Dummy or phantom in animal breeding

In boars , stallions and bulls , a dummy of a female animal, usually called a phantom, which is intended to encourage the male animal to jump up, is used to obtain semen for artificial insemination .

Further examples

Dummy of a surveillance camera DMC-380 from Conrad Electronic at the underpass at Langenlebarn train station in Lower Austria (2018)
Mock-up of a field cannon that was intended to deceive attacking Wehrmacht troops in France in 1940.
  • Backdrops and props in the theater or film studio are mostly just dummies, as are the jewelry or the hairstyles of the actors.
  • In furniture stores, the furniture is often covered with mock-ups of books , consumer electronics and the like. Equipped to give the customer a 'lively' impression.
  • Scarecrows and bird of prey silhouettes ("warning birds") can be thought of as dummies because they are designed to deceive birds and keep them out of a certain place by mimicking the basic visual characteristics of a human or a bird of prey.
  • Crash test dummies can replace the driver and front passenger in a test-induced car accident.
  • In the military are dummies ( ticket machine ) of vehicles, aircraft or infrastructure such.
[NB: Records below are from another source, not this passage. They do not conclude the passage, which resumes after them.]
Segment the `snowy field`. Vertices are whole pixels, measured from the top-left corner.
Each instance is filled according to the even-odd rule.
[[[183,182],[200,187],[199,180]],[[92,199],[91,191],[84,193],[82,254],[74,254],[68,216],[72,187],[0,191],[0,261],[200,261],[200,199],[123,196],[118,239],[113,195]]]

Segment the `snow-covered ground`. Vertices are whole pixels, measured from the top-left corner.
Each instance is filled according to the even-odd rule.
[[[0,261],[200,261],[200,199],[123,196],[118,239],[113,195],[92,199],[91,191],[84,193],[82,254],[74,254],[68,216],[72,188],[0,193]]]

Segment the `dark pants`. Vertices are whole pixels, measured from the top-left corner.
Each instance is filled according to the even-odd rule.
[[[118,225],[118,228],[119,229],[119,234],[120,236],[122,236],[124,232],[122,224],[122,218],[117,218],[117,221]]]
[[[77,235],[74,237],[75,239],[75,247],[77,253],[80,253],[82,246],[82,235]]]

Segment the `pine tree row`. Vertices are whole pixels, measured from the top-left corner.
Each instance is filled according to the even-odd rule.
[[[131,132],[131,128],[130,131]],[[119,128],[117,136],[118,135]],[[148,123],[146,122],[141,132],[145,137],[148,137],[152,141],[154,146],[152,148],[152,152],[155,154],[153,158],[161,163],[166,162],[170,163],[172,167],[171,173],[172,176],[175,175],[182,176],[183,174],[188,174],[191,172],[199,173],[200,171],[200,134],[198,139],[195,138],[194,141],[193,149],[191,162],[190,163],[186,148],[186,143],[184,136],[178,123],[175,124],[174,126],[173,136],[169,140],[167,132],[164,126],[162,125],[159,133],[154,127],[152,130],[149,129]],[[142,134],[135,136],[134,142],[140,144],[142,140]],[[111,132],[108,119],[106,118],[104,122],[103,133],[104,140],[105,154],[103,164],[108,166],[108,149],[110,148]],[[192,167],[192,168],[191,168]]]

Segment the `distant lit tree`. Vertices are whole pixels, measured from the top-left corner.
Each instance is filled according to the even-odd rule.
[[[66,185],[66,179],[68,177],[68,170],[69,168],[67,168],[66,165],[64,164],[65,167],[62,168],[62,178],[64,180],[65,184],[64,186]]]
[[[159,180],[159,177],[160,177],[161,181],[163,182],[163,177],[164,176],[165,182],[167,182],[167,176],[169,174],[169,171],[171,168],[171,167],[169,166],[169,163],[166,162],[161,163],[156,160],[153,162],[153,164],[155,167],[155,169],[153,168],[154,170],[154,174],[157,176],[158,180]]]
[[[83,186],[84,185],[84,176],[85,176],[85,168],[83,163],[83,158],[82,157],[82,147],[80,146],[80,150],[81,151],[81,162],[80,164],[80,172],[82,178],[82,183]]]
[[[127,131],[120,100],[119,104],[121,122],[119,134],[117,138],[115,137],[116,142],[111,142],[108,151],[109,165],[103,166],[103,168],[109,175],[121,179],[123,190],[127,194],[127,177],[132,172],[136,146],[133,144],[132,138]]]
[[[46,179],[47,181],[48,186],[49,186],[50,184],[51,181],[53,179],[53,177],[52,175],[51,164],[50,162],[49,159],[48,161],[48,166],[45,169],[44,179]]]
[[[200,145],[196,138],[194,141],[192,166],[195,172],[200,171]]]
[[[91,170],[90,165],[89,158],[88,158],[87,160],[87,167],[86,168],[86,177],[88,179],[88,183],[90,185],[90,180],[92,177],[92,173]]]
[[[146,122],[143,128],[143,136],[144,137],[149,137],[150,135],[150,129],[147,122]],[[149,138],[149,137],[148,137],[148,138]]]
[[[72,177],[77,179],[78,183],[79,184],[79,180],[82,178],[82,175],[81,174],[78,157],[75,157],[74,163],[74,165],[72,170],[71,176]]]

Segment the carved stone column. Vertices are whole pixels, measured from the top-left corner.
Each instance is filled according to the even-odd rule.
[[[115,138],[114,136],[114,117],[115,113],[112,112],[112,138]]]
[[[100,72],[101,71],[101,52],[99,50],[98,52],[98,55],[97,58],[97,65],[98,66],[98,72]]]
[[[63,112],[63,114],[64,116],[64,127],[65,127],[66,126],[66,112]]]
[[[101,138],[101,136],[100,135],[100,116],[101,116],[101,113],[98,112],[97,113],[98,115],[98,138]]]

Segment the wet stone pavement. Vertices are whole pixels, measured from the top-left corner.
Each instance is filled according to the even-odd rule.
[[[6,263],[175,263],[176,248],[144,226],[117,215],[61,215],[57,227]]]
B. airfields , used to avoid the loss of valuable technology and human life or to fool the enemy into a greater clout. Wooden models or inflatable variants are used. In order to maintain the deception even when cleared up by thermal imaging cameras , heated dummies are also used.
    During the Second World War, bunkers in the shape of churches were constructed.
  • In architecture it is not uncommon for dummies to give the impression that it is a historical building; Turrets, facade decorations and painted ornaments convey the romanticism of tourism in many old towns, while behind the facades are newly built houses with modern comfort . The Disneyland in this sense represents the culmination of this illusion industry; What supposedly once began with the " Potemkin villages " is imitated there for entertainment purposes for paying visitors.
The passenger steamer Olympic with a dummy chimney.

See also

Web links

Wiktionary: dummy  - explanations of meanings, word origins, synonyms, translations
Commons : Dummies  - collection of images, videos and audio files

Individual evidence

  1. Wolfgang Pfeifer (Ed.): Etymological Dictionary of German. 2nd edition, dtv, Munich 1993, ISBN 3-05-000626-9 , p. 71 f.